U.S. Pat. No. 5,617,653 to Walker et al. (hereinafter “Walker et al.”) describes a cleat assembly for athletic shoes which includes a base assembly and a cleat which is releasably coupled to the base assembly. The cleat is designed to release from the base assembly in response to a predetermined force extending substantially lateral to the longitudinal axis of the shoe. The cleat described in Walker et al. allows for a release in a transverse (medial-lateral) direction.
U.S. Pat. No. 5,867,923 to Lehneis discloses an orthotic shoe 10, having an insole 14 and an outsole 16 that are mounted to a pivot 18 to allow relative rotation therebetween about an axis perpendicular to the sole.
U.S. Pat. No. 5,224,810 to Pitkin discloses an athletic shoe designed to provide a safe orientation of the foot during an immediate stop in the medial lateral direction. The shoe sole has an upper sole member 3 and a lower sole member 4 which are elastically connected by a resilient member 5 along the lateral and medial edges of the shoe. The elastically connected sole members allow motion therebetween during rapid stopping in the medial direction.

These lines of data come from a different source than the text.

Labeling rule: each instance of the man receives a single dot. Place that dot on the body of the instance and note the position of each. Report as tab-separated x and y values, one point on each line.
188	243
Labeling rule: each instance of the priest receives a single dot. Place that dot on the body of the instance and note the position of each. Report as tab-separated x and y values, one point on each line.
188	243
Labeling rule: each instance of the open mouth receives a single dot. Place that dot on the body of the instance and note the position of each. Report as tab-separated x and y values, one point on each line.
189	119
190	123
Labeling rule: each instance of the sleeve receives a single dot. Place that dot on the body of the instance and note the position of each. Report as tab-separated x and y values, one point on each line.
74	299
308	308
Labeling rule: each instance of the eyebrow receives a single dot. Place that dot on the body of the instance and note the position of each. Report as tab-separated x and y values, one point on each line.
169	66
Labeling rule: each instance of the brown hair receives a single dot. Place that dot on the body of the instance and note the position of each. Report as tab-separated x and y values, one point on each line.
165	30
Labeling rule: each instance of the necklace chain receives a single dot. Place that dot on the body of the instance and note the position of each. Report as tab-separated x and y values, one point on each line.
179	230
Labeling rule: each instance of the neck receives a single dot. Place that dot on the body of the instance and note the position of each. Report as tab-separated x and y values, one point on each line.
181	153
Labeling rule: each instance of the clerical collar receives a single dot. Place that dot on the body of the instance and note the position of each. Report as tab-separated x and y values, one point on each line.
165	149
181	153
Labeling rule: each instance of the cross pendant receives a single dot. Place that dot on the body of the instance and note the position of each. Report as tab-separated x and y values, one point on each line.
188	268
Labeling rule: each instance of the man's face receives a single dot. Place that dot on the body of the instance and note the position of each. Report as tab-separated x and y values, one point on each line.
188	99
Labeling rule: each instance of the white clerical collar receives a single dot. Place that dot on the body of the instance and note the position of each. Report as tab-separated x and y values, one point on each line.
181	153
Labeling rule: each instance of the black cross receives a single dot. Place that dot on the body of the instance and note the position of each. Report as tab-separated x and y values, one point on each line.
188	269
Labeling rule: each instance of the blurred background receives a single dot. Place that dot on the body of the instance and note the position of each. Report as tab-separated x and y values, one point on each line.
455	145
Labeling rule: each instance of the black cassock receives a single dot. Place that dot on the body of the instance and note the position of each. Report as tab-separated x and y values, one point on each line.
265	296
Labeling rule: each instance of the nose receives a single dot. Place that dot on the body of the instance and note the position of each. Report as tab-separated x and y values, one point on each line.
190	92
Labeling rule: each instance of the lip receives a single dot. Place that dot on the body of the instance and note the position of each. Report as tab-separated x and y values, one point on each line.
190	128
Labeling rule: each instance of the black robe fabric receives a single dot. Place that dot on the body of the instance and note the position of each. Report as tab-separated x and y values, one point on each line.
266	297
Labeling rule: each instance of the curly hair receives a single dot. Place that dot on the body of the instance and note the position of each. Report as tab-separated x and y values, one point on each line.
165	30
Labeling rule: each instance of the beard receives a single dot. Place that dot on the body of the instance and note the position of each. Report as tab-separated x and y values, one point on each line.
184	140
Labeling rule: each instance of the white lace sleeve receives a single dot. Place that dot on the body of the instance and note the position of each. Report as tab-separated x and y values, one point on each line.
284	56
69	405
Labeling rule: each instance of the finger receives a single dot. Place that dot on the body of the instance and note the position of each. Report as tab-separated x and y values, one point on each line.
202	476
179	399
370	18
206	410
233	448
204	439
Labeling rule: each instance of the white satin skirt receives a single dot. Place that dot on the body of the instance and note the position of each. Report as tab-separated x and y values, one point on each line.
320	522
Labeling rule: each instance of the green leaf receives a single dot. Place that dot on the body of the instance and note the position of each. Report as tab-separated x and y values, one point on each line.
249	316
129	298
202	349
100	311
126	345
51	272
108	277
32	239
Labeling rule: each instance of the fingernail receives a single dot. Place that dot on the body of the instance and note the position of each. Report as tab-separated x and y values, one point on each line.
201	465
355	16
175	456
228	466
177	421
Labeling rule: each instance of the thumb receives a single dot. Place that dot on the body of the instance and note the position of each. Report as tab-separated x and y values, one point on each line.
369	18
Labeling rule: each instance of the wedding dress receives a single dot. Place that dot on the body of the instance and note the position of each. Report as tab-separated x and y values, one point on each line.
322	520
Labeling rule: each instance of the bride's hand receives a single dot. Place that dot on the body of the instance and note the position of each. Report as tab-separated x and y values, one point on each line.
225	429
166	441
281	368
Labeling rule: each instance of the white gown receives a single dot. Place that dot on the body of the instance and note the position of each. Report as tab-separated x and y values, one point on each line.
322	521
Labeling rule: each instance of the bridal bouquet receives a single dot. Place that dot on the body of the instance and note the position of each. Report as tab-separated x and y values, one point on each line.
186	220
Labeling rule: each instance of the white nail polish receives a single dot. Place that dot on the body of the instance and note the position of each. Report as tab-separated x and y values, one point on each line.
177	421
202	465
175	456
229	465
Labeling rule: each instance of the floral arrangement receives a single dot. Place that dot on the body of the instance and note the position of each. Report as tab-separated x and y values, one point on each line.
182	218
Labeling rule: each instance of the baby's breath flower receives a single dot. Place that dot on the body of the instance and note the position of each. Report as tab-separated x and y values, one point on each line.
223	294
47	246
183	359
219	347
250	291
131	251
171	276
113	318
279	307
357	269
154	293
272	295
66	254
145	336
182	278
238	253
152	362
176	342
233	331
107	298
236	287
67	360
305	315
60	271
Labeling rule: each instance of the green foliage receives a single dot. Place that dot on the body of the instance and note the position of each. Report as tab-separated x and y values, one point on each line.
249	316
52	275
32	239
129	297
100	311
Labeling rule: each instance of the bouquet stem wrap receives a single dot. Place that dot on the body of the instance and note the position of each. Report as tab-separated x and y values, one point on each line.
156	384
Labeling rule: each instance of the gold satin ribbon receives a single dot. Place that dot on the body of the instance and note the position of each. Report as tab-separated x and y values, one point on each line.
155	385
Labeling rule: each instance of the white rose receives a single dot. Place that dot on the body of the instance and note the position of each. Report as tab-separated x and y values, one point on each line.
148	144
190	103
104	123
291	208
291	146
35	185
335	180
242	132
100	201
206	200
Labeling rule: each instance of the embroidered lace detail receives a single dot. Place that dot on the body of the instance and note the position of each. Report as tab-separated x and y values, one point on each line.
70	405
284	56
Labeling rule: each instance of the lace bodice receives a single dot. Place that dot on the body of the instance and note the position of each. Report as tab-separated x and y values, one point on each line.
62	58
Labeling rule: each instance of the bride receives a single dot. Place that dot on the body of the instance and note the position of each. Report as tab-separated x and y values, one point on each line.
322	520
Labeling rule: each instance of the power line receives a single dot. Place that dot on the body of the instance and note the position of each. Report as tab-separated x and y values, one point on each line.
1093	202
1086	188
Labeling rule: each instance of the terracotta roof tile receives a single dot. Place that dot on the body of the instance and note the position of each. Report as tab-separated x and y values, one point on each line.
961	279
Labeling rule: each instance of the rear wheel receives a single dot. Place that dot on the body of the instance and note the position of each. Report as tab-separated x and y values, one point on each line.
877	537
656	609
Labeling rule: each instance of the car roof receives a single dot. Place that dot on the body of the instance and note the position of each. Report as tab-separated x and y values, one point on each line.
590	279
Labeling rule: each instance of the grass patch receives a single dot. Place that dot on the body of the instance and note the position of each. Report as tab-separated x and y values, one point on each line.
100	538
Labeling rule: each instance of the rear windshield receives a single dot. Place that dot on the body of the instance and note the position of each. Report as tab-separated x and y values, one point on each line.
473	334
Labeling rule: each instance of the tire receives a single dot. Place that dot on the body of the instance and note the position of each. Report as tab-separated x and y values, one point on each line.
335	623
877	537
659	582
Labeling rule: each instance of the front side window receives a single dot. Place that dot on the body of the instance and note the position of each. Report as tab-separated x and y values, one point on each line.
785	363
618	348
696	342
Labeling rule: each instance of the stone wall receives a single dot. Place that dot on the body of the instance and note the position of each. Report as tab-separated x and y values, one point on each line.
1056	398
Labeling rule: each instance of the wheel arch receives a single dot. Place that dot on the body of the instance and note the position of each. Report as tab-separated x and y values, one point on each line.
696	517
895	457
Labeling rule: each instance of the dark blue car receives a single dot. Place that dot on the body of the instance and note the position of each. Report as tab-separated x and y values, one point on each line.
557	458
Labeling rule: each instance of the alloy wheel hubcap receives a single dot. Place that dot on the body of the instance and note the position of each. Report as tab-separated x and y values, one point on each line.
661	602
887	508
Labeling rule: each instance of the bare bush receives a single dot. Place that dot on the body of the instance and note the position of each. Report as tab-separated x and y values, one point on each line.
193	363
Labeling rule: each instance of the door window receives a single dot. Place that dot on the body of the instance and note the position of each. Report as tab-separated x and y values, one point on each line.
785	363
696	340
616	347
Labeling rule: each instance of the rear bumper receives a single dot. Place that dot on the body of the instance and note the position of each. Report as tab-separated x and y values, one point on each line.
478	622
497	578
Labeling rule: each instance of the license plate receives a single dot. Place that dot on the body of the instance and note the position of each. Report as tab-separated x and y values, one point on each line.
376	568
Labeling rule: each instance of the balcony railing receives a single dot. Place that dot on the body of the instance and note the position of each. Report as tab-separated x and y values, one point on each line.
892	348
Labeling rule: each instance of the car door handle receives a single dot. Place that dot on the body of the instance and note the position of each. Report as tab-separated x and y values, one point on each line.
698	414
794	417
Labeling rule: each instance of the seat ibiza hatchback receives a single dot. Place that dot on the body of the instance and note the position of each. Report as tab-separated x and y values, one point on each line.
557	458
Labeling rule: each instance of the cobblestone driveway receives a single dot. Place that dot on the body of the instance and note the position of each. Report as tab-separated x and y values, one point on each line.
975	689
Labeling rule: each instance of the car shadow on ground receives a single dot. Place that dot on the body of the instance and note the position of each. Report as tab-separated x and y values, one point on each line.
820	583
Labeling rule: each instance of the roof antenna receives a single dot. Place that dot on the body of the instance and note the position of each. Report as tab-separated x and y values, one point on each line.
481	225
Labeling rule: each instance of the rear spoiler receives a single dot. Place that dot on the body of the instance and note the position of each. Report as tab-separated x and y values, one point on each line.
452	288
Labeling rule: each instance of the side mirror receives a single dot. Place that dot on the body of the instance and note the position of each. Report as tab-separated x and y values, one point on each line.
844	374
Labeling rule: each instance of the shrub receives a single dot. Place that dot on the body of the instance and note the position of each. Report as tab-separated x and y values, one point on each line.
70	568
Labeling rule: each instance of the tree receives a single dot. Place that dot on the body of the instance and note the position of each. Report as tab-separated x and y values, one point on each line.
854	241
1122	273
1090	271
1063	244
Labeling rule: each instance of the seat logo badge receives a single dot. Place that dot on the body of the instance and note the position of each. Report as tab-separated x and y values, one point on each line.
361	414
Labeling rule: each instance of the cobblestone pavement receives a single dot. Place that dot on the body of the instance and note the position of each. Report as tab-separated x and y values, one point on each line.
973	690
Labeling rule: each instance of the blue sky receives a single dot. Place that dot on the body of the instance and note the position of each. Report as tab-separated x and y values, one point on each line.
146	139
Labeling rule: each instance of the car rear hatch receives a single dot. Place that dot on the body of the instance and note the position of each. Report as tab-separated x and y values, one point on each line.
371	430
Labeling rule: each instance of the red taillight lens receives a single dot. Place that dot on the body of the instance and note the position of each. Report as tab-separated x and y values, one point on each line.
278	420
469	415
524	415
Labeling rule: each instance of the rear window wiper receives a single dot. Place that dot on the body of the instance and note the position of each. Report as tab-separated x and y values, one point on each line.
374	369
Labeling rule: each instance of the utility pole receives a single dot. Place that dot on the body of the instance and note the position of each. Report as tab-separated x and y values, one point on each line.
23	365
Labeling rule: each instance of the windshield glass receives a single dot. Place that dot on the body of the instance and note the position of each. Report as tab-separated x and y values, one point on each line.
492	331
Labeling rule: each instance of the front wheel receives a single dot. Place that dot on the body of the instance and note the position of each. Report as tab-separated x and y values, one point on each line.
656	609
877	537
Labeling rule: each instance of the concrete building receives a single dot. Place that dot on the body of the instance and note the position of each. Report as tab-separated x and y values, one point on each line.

U.S. Pat. No. 3,982,336 to Herrog discloses an athletic shoe with a breakaway sole. The shoe has grooves 26, 28 and 30 and projections 32, 34 and 36 to allow the lower sole 16 to be released from the upper sole 14 when a lateral force is applied across the shoe 12 which would be incurred when an injurious or harmful force is applied to the leg of an athlete.
These and other previously known safety shoe designs were neither designed nor intended to release in a longitudinal direction. As such, there is a need for a shoe sole design that helps to prevent ACL injuries by ensuring that the anterior shear force at the knee does not exceed the tensile strength of the ligament.
The present invention provides a method and apparatus for helping to prevent ACL injuries by ensuring that anterior shear forces at the human knee does not exceed the tensile strength of the ACL.
The present invention provides a shoe sole that releases in a longitudinal (posterior-anterior) direction prior to the force necessary to tear the native ACL from being generated in the knee. The releasable shoe sole allows the shoe to absorb energy and thereby helps to prevent injury to the ACL.
As described above, in order to reduce the risk of sports related ACL injuries it is necessary to control the interaction between the athletic shoe and the playing surface. The present invention includes a sole constructed of two or more separate pieces designed to “fail” when a predetermined force is applied across them. The invention thereby places a “safety-valve” within the shoe to control the stress across the knee. When a force greater than that required to tear the native ACL is generated at the shoe—playing surface interface, the athletic shoe sole according to illustrative embodiments of the present invention will allow a shoe to absorb energy and thereby prevent the user's ACL from being injured.
The athletic shoe sole described according to the present invention include a two or more piece sole with a releasable lower sole; a longitudinal guiding element; and a mechanical release mechanism that is constructed to release when a predetermined longitudinal force is applied. The design allows the upper half of the sole to slide over the lower half of the outer sole when the force exceeds the force required to tear the player ACL. Simply stated, the shoe's internal “ligament” would rupture instead of the players ACL.
The two pieces of the sole could be secured together in multiple ways. Such possibilities could include an actual “ligament” band running obliquely from the distal (i.e., towards the toes) portion of the upper one half of the sole to the proximal (i.e., toward the heel) portion of the lower one half of the sole. Another design option could include the two pieces of the sole being secured by a “shear pin” designed to fail at a predetermined strain allowing the upper sole to slide forward on the lower sole. A third such option would be to have the two pieces of the sole “spot welded” together during manufacturing, such that the welds would break at a predetermined limit allowing for the pieces of the outer sole to slide past one another.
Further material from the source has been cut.